An impressive lineup of the leaders in cassava research and development from around the globe will present during the second scientific conference of the Global Cassava Partnership for the 21st Century (GCP21), June 18 – 22, 2012 in Kampala, Uganda. More than 300 leading cassava researchers and stakeholders from around the world will attend, including three AWARD Fellows representing Ghana, Kenya, and Nigeria.
GCP21 consists of 45 member institutions working on research and development of cassava, a staple crop relied on by more than 700 million people worldwide. The ultimate goal of the partnership is to improve cassava productivity through scientific research and development. Topics to be covered at the conference include climate change, pests and diseases, genomics, breeding, and biodiversity.
The Global Cassava Partnership serves as an advocate for cassava issues and leverages research and development by facilitating dialogue among farmers, stakeholders, producers, researchers, and donor agencies via scientific and technical meetings, collectively seeking smart strategies, funding opportunities, and catalyzing solutions to technical challenges such as cassava genomics.
“The greatest reward during my life time will be to bring about a significant transformation in cassava to impact on many lives that depend on the crop,” said Dr. Yona Baguma, a scientist at NaCRRI and chairman of GCP21-II.
Cassava is cultivated mainly by hundreds of millions of subsistence farmers, often on marginal lands and is vital for both food security and income generation. In Asia and Latin America, cassava serves as livestock feed, an industrial input, and a source of fuel and food. In Africa, it is the second most important source of calories after maize, an inexpensive and essential food for the poor, and an emerging cash crop. Tapioca, yucca, and manioc are other names for cassava.
Although cassava has many properties that make it an important food across 105 countries in the world, it also has many limitations. Cassava lacks essential vitamins and nutrients and is susceptible to many pathogens, particularly in Africa, where one-third of the continental harvest is lost each year to viral diseases.
During the conference, concurrent sessions will be held on a variety of topics such as biodiversity and genetic resources, physiology and abiotic stress, agronomy, modern breeding, metabolic engineering and cassava seed systems.
Since it was founded in 2003, GCP21 has developed a list of technologies and research themes to focus activities and promote investment in those priority areas. In the last year, several research projects totaling more than $60 million in grants in the areas of cassava genomics, genetic engineering, biofortification, genetics and biology have been initiated and will be reported on during the five-day program.
Participants will exchange knowledge and experiences in the areas of socio-economics, biodiversity and genetic resources, post-harvest, starch modification, nutrition, genomics, molecular genetic markers and gene discovery, tissue culture and transformation, biotic and abiotic stresses, participatory research and technology transfer.
After reviewing advances made to date, members of GCP21 will present a synopsis identifying gaps in technical, capacity and funding as well as set additional priorities for R&D that will enable cassava production to withstand global changes in climate and related issues.
Participants will include representatives from NARS, international agricultural research centers, advanced laboratories and universities from developed and developing countries, United Nations’ agencies, governmental and non-governmental organizations, donor and development organizations, businesses in the ag-biotechnology and food processing industries.
GCP21 is chaired by Dr. Claude Fauquet, Principal Investigator at the Danforth Plant Science Center and Director of International Laboratory for Tropical Agricultural Biotechnology (ILTAB) in St. Louis, MO and Dr. Joe Tohme, Director of Agrobiodiversity Research of the International Center for Tropical Agriculture (CIAT) in Cali, Colombia.
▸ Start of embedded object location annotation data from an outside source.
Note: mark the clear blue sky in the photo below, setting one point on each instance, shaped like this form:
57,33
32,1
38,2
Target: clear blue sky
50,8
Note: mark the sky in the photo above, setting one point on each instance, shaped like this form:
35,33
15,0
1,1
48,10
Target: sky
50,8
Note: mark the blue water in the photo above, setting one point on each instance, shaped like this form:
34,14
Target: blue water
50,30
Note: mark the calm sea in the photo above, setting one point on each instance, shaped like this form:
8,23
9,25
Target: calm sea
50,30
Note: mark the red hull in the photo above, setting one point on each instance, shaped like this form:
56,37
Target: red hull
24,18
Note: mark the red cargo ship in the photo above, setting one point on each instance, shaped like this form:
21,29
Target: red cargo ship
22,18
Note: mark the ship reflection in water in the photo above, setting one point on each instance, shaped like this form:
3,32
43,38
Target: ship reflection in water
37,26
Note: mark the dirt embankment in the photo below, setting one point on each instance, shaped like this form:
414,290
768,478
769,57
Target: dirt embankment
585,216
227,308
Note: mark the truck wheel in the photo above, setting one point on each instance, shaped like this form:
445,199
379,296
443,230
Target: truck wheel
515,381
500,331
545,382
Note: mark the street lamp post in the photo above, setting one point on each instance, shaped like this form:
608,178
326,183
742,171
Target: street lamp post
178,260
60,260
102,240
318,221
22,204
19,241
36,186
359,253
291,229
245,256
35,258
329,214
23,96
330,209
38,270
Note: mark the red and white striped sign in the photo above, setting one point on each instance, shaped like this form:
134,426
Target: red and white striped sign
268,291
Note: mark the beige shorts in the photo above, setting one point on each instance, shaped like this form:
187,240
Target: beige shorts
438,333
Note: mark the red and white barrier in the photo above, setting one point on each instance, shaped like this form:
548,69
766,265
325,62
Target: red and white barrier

“It is crucial for humanity to invest science and technology into cassava if we want the fourth source of calories in the developing world to feed more than one billion people by 2050,” said Fauquet.
“This is an unprecedented opportunity for some of the world’s leading crop scientists to join up to support smallholder farmers across the tropics in boosting production of one of their most important and promising food crops,” said Tohme.